Any leftovers store nicely in the fridge, and like the previous dry curry makes a great obento lunch too. It tastes fine cooled or at room temperature.
Note: this makes quite a lot, since I like to plan on purpose for leftovers to eat during the week.
- 200-300g / 8 - 10 oz fresh or canned fish (see notes)
- 1/2 lemon
- 1 bay leaf
- Water to cover
- 250g / about 9 oz quinoa (note for American measurement fans: 1 cup of quinoa contains about 170g)
- 1.2 l / 5 cups water, OR the fish poaching liquid plus added water to come up to that amount
- 1 vegetable stock cube (I prefer Knorr)
- 1 medium onion
- 1 small piece fresh ginger
- 1 garlic clove
- 1 Tbs. olive oil
- 2 Tbs. garam masala
Putting it together:
- 2 Tbs curry powder
- Salt and pepper
- Juice of 2 lemons
- 3 cups chopped fresh parsley
- 2-4 hard-boiled eggs
First poach the fish. Put the piece of fish into water to cover, add the half lemon and bay leaf, and bring up to a boil. Simmer very gently until cooked, about 10 minutes. Take the fish out, and debone, deskin and flake it. If you’re using canned fish, skip this step.
Finely chop the onion, ginger and garlic.
In a heavy bottomed pan, heat the olive oil and sauté the onion until limp. Add the ginger and garlic and sauté a bit more. Add the garam masala and stir.
Add the the water and stock cube (alternatively, use the strained fish poaching liquid plus water and stock cube, OR the drained liquid from the canned fish plus water and stock cube. The total liquid amount should come up to1.2 liters or 5 cups). Bring up to a boil, then add the quinoa. Lower the heat and let simmer for about 20 minutes, until the quinoa is tender and the liquid is gone. If there’s any excess liquid, drain it off, but the grains should be a bit moist.
Cook the eggs in the meantime if you’re using them.

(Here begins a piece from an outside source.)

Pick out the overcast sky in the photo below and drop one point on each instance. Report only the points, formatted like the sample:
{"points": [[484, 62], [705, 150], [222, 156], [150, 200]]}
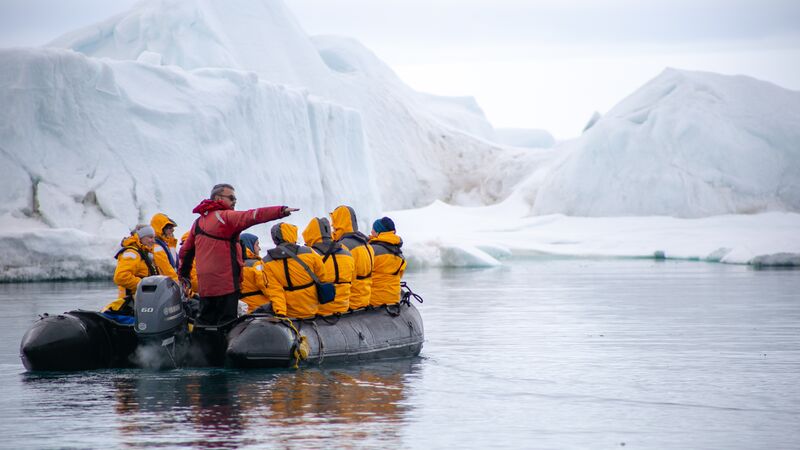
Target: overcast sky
{"points": [[534, 64]]}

In a small frying pan, dry-roast the curry until it’s fragrant. Stir into the quinoa. Add the flaked fish, lemon juice, and salt and pepper to taste. Add the chopped parsley, reserving a little bit for the top. (The parsley will soften just a bit due to the heat of the quinoa.)
Serve either hot or at room temperature with wedges of egg and the reserved parsley on top.
- The traditional fish used is smoked haddock. Any firm fresh fish works here - I’ve used cod, salmon, even salt cod. And for a quick and easy everyday dinner, canned tuna or salmon is fine.
- I like this with quite a lot of lemon, so I serve it with lemon wedges.
- If you want the flavor of coriander in there, substitute some of the parsley for coriander.
- You can of course make it spicier by adding more curry powder.
- Here is how to make perfect hard-boiled eggs: Put the eggs in cold water to cover in a pan. Bring up to the boil, rolling the egg around if you want the yolk to be in the center. As soon as it reaches boil, put a lid on and set the timer for 12 minutes. Dunk the eggs in cold water, crack all over and peel. With this way you will never get those nasty blue rims on the yolks. (Via a tip in Julia Child’s The Way To Cook, my favorite all time cookbook.)